Find the sum of first all integers between 100 and 1000 which are divisible by 7.

Sure, here are the steps to find the sum of all integers between 100 and 1000 which are divisible by 7:

Step 1: Find the first and the last number divisible by 7 in the given range.

The first number greater than 100 that is divisible by 7 is 105 (since 100 ÷ 7 = 14 remainder 2, so the next multiple of 7 is 14*7 + 7 = 105).

The last number less than 1000 that is divisible by 7 is 994 (since 1000 ÷ 7 = 142 remainder 6, so the last multiple of 7 is 142*7 = 994).
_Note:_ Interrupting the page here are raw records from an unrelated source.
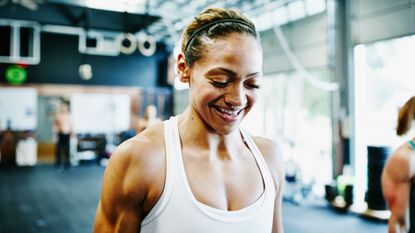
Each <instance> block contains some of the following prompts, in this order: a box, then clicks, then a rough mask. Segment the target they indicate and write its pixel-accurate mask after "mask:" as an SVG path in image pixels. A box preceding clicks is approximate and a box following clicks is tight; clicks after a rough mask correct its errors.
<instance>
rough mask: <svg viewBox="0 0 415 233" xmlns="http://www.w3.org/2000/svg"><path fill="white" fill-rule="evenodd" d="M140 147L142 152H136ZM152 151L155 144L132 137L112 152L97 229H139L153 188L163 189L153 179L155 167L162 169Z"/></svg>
mask: <svg viewBox="0 0 415 233" xmlns="http://www.w3.org/2000/svg"><path fill="white" fill-rule="evenodd" d="M149 147H150V148H149ZM138 148H140V150H139V153H137V152H136V151H137V149H138ZM150 154H153V152H152V151H151V145H150V146H149V145H146V143H136V142H131V140H129V141H127V142H126V143H123V144H121V146H120V147H118V148H117V150H116V151H115V152H114V153H113V154H112V156H111V159H110V161H109V164H108V166H107V168H106V170H105V173H104V178H103V183H102V193H101V199H100V202H99V204H98V208H97V212H96V217H95V224H94V232H97V233H98V232H99V233H105V232H139V229H140V225H141V221H142V219H143V218H144V216H145V214H146V206H148V203H147V202H148V199H149V190H151V189H152V188H153V187H157V189H158V190H160V189H162V188H160V187H159V186H157V185H159V183H158V182H154V180H153V174H154V172H152V171H153V170H152V169H159V166H155V165H154V164H153V163H154V161H155V160H154V159H153V158H151V157H154V156H149V155H150ZM158 158H160V156H158Z"/></svg>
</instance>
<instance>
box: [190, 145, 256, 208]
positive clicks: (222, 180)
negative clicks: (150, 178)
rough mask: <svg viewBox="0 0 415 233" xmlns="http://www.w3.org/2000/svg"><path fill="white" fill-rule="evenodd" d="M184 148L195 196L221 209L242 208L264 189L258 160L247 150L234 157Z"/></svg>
mask: <svg viewBox="0 0 415 233" xmlns="http://www.w3.org/2000/svg"><path fill="white" fill-rule="evenodd" d="M209 153H210V152H208V151H203V150H202V151H201V150H183V165H184V170H185V175H186V179H187V183H188V185H189V187H190V190H191V192H192V194H193V196H194V197H195V199H196V200H197V201H199V202H201V203H203V204H205V205H208V206H211V207H214V208H217V209H222V210H229V211H233V210H239V209H242V208H244V207H247V206H249V205H250V204H252V203H254V202H255V201H256V200H257V199H258V198H259V197H260V196H261V195H262V193H263V192H264V182H263V178H262V174H261V172H260V170H259V167H258V165H257V162H256V160H255V158H254V156H253V155H252V153H251V152H250V151H249V150H248V149H244V150H239V151H238V152H237V153H238V154H233V155H232V156H229V155H227V154H226V153H225V154H221V155H217V156H216V157H215V159H212V158H211V159H209V156H212V155H209Z"/></svg>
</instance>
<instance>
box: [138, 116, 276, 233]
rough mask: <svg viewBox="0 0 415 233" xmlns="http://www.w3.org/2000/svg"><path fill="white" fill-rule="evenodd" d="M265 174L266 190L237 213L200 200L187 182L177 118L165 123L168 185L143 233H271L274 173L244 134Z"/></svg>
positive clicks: (166, 187) (244, 139)
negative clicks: (183, 162) (196, 199)
mask: <svg viewBox="0 0 415 233" xmlns="http://www.w3.org/2000/svg"><path fill="white" fill-rule="evenodd" d="M241 132H242V135H243V138H244V140H245V141H246V143H247V145H248V147H249V149H250V150H251V152H252V154H253V156H254V158H255V160H256V162H257V164H258V168H259V170H260V172H261V174H262V178H263V181H264V184H265V189H264V192H263V193H262V195H261V196H260V197H259V198H258V199H257V200H256V201H255V202H254V203H252V204H251V205H249V206H247V207H245V208H243V209H240V210H236V211H226V210H220V209H216V208H213V207H211V206H208V205H205V204H203V203H201V202H199V201H197V200H196V198H195V197H194V195H193V193H192V192H191V189H190V186H189V183H188V181H187V177H186V173H185V169H184V165H183V159H182V150H181V145H180V136H179V130H178V122H177V117H172V118H170V119H169V120H168V121H165V123H164V134H165V145H166V164H167V165H166V181H165V187H164V190H163V193H162V195H161V197H160V199H159V200H158V202H157V203H156V205H155V206H154V207H153V209H152V210H151V211H150V213H149V214H148V215H147V217H146V218H145V219H144V220H143V221H142V224H141V233H221V232H223V233H253V232H255V233H271V230H272V222H273V221H272V218H273V210H274V199H275V195H276V190H275V185H274V181H273V179H272V176H271V173H270V171H269V169H268V166H267V164H266V163H265V160H264V158H263V157H262V155H261V153H260V151H259V149H258V148H257V147H256V145H255V143H254V142H253V140H252V138H251V137H249V135H248V134H247V133H246V132H245V131H243V130H241Z"/></svg>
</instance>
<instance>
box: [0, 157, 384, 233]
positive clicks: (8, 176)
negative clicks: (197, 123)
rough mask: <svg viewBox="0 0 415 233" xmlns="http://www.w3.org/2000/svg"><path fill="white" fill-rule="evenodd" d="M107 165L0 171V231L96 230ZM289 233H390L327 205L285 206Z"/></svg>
mask: <svg viewBox="0 0 415 233" xmlns="http://www.w3.org/2000/svg"><path fill="white" fill-rule="evenodd" d="M103 172H104V168H103V167H98V166H79V167H74V168H72V169H71V170H70V171H56V170H55V169H54V167H53V166H50V165H38V166H36V167H24V168H8V169H3V168H1V169H0V233H22V232H25V233H32V232H33V233H83V232H92V226H93V221H94V216H95V210H96V206H97V203H98V199H99V196H100V189H101V179H102V174H103ZM283 218H284V229H285V232H286V233H324V232H336V233H346V232H347V233H349V232H353V233H364V232H368V233H369V232H387V225H386V223H384V222H377V221H373V220H368V219H363V218H361V217H359V216H356V215H353V214H347V213H338V212H336V211H334V210H332V209H330V208H327V206H325V205H321V204H319V205H312V204H307V205H302V206H298V205H293V204H290V203H284V205H283Z"/></svg>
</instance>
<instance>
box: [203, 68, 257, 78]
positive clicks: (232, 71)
mask: <svg viewBox="0 0 415 233" xmlns="http://www.w3.org/2000/svg"><path fill="white" fill-rule="evenodd" d="M217 73H226V74H227V75H228V76H231V77H232V78H234V77H236V76H237V74H236V73H235V72H234V71H232V70H229V69H226V68H222V67H219V68H215V69H213V70H209V71H208V72H206V75H214V74H217ZM261 75H262V72H254V73H251V74H248V75H247V77H251V76H261Z"/></svg>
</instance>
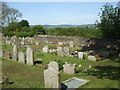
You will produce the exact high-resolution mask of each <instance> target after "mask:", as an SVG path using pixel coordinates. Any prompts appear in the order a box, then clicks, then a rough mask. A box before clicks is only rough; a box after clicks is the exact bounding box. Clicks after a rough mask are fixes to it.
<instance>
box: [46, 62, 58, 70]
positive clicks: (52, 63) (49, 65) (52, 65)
mask: <svg viewBox="0 0 120 90" xmlns="http://www.w3.org/2000/svg"><path fill="white" fill-rule="evenodd" d="M48 68H54V69H56V70H59V67H58V64H57V63H56V62H55V61H52V62H50V63H49V64H48Z"/></svg>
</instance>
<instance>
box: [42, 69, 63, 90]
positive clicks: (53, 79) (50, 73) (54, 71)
mask: <svg viewBox="0 0 120 90" xmlns="http://www.w3.org/2000/svg"><path fill="white" fill-rule="evenodd" d="M44 84H45V88H56V89H59V88H60V87H61V85H60V74H59V72H58V70H56V69H54V68H48V69H47V70H44Z"/></svg>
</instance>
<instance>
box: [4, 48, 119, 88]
mask: <svg viewBox="0 0 120 90" xmlns="http://www.w3.org/2000/svg"><path fill="white" fill-rule="evenodd" d="M8 47H9V46H4V50H12V47H10V48H8ZM22 50H23V51H25V50H24V49H22ZM34 57H35V59H36V58H41V59H42V64H47V63H49V62H50V61H53V60H56V61H59V60H61V61H62V62H68V63H71V64H73V63H76V64H77V65H79V64H81V65H82V66H86V67H88V66H92V68H91V70H90V71H87V72H85V73H81V74H75V75H67V74H65V73H63V71H60V78H61V82H63V81H65V80H67V79H70V78H72V77H78V78H81V79H87V80H90V82H88V83H87V84H86V85H83V86H81V87H80V88H118V79H119V75H120V73H119V72H118V70H119V69H120V68H119V65H118V62H117V61H118V60H117V59H104V60H102V61H98V62H92V61H88V60H86V59H83V60H82V59H78V58H77V57H62V56H57V55H55V53H48V54H46V53H42V52H37V51H35V52H34ZM44 70H45V69H43V68H40V67H36V66H30V65H27V64H23V63H19V62H17V61H13V60H2V75H3V77H4V76H6V77H8V78H9V80H10V82H14V83H13V84H9V85H5V84H4V85H3V88H44V78H43V71H44Z"/></svg>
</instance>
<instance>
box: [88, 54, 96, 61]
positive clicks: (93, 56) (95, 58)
mask: <svg viewBox="0 0 120 90" xmlns="http://www.w3.org/2000/svg"><path fill="white" fill-rule="evenodd" d="M88 60H90V61H96V60H97V58H95V56H92V55H90V56H88Z"/></svg>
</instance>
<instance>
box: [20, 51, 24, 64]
mask: <svg viewBox="0 0 120 90" xmlns="http://www.w3.org/2000/svg"><path fill="white" fill-rule="evenodd" d="M18 62H22V63H25V55H24V53H23V52H22V51H21V52H18Z"/></svg>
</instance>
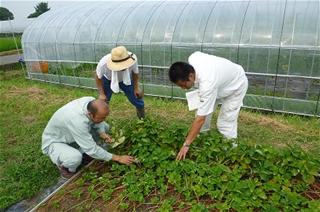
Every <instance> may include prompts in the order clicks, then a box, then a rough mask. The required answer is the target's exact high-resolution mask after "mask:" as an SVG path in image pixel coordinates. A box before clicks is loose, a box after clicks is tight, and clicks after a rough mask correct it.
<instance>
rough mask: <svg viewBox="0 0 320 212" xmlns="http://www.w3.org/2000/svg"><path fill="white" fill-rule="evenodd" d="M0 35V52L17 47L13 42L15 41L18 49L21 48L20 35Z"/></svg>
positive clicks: (20, 39) (12, 49)
mask: <svg viewBox="0 0 320 212" xmlns="http://www.w3.org/2000/svg"><path fill="white" fill-rule="evenodd" d="M15 39H16V41H15V40H14V38H12V37H0V52H4V51H9V50H14V49H17V47H16V44H15V42H17V45H18V49H21V37H16V38H15Z"/></svg>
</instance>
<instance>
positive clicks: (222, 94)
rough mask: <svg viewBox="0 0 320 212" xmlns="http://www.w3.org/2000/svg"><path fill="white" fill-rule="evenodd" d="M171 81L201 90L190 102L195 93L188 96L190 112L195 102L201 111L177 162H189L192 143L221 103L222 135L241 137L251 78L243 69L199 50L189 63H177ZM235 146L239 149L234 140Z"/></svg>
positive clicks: (177, 156) (234, 138)
mask: <svg viewBox="0 0 320 212" xmlns="http://www.w3.org/2000/svg"><path fill="white" fill-rule="evenodd" d="M169 78H170V81H171V82H173V83H175V84H176V85H178V86H179V87H181V88H182V89H190V88H192V87H196V88H198V89H197V90H195V91H191V92H192V93H193V94H194V95H192V98H190V99H188V96H190V93H191V92H189V93H187V94H186V96H187V99H188V106H189V109H190V105H191V104H190V102H192V105H193V108H194V109H197V112H196V118H195V119H194V121H193V123H192V125H191V128H190V130H189V133H188V135H187V137H186V139H185V142H184V144H183V146H182V147H181V149H180V151H179V153H178V155H177V160H183V159H185V157H186V154H187V152H188V151H189V146H190V144H191V143H192V142H193V141H194V139H195V138H196V137H197V135H198V134H199V132H200V131H201V129H202V127H203V126H204V124H205V123H206V122H207V119H208V118H209V117H211V115H212V113H213V111H214V110H215V108H216V105H217V102H218V103H221V109H220V113H219V116H218V120H217V128H218V130H219V132H220V133H221V134H222V135H223V136H224V137H226V138H227V139H235V138H237V120H238V115H239V112H240V108H241V106H242V104H243V103H242V102H243V98H244V96H245V94H246V92H247V89H248V79H247V77H246V74H245V71H244V70H243V68H242V66H240V65H238V64H235V63H233V62H231V61H230V60H227V59H225V58H221V57H217V56H214V55H209V54H205V53H203V52H199V51H197V52H194V53H192V54H191V55H190V56H189V58H188V63H186V62H175V63H173V64H172V65H171V67H170V70H169ZM210 119H211V118H209V120H210ZM232 145H233V147H236V146H237V144H236V143H235V141H234V140H233V144H232Z"/></svg>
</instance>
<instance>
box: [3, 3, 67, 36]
mask: <svg viewBox="0 0 320 212" xmlns="http://www.w3.org/2000/svg"><path fill="white" fill-rule="evenodd" d="M39 2H48V6H49V8H51V10H53V9H55V8H58V7H59V6H61V5H66V2H67V1H65V0H64V1H57V0H54V1H53V0H47V1H30V0H29V1H27V0H18V1H17V0H0V7H5V8H7V9H8V10H9V11H10V12H12V13H13V15H14V20H13V21H0V32H10V31H12V29H13V31H15V32H22V31H23V30H24V29H25V27H26V26H27V25H28V24H30V23H31V22H32V19H27V17H28V15H30V14H31V13H33V12H34V11H35V10H34V7H35V6H36V5H37V4H38V3H39Z"/></svg>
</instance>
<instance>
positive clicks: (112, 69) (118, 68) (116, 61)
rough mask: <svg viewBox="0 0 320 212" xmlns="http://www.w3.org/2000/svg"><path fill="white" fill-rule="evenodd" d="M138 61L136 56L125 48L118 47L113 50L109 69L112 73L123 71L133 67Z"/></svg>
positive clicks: (112, 51) (120, 46)
mask: <svg viewBox="0 0 320 212" xmlns="http://www.w3.org/2000/svg"><path fill="white" fill-rule="evenodd" d="M136 60H137V56H136V55H135V54H133V53H131V52H128V51H127V49H126V47H124V46H118V47H115V48H113V49H112V50H111V57H109V58H108V59H107V67H108V69H110V70H112V71H122V70H123V69H126V68H129V67H130V66H131V65H133V64H134V63H135V62H136Z"/></svg>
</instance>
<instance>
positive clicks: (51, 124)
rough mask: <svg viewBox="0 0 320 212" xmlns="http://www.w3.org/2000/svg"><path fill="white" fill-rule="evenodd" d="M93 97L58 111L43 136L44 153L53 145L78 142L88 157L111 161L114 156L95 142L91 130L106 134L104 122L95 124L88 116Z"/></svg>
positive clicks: (55, 113) (42, 145) (81, 101)
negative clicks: (56, 143)
mask: <svg viewBox="0 0 320 212" xmlns="http://www.w3.org/2000/svg"><path fill="white" fill-rule="evenodd" d="M94 99H95V98H93V97H82V98H80V99H76V100H73V101H71V102H69V103H68V104H66V105H65V106H63V107H61V108H60V109H59V110H57V111H56V112H55V113H54V114H53V116H52V117H51V119H50V121H49V122H48V124H47V126H46V128H45V130H44V132H43V134H42V148H41V149H42V151H43V153H45V154H48V149H49V148H48V147H49V146H50V144H52V143H66V144H70V143H73V142H76V143H77V144H78V145H79V147H80V148H81V149H82V150H83V151H84V152H85V153H86V154H88V155H90V156H91V157H93V158H96V159H99V160H106V161H109V160H111V158H112V154H111V153H109V152H107V151H106V150H104V149H103V148H102V147H100V146H99V145H97V144H96V142H95V141H94V140H93V138H92V135H91V134H90V130H91V129H94V130H96V131H97V132H98V133H101V132H104V130H105V128H104V125H105V123H104V122H101V123H98V124H95V123H93V122H92V121H91V120H90V119H89V117H88V115H87V105H88V103H89V102H90V101H92V100H94Z"/></svg>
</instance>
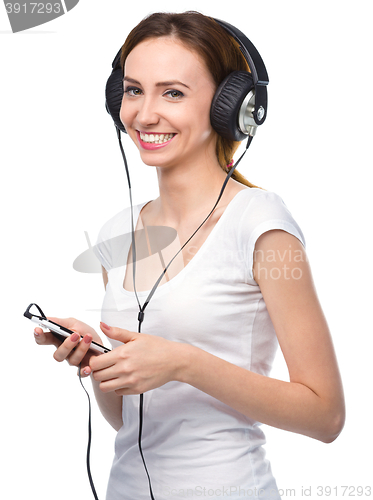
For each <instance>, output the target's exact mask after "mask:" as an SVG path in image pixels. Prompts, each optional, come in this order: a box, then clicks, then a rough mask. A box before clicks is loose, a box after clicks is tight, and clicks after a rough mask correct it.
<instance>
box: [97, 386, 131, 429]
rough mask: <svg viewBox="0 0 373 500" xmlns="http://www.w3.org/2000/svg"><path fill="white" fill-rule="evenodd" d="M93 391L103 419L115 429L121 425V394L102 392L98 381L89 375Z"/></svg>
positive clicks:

Step 2: Find the total number of terms.

The total number of terms in an arithmetic sequence can be found using the formula: n = (l - a)/d + 1, where l is the last term, a is the first term, and d is the common difference.

Here, l = 994, a = 105, and d = 7.

So, n = (994 - 105)/7 + 1 = 127.

Step 3: Find the sum of the arithmetic sequence.

The sum of an arithmetic sequence can be found using the formula: S = n/2 * (a + l), where S is the sum, n is the number of terms, a is the first term, and l is the last term.

Here, S = 127/2 * (105 + 994) = 69985.

So, the sum of all integers between 100 and 1000 which are divisible by 7 is 69985.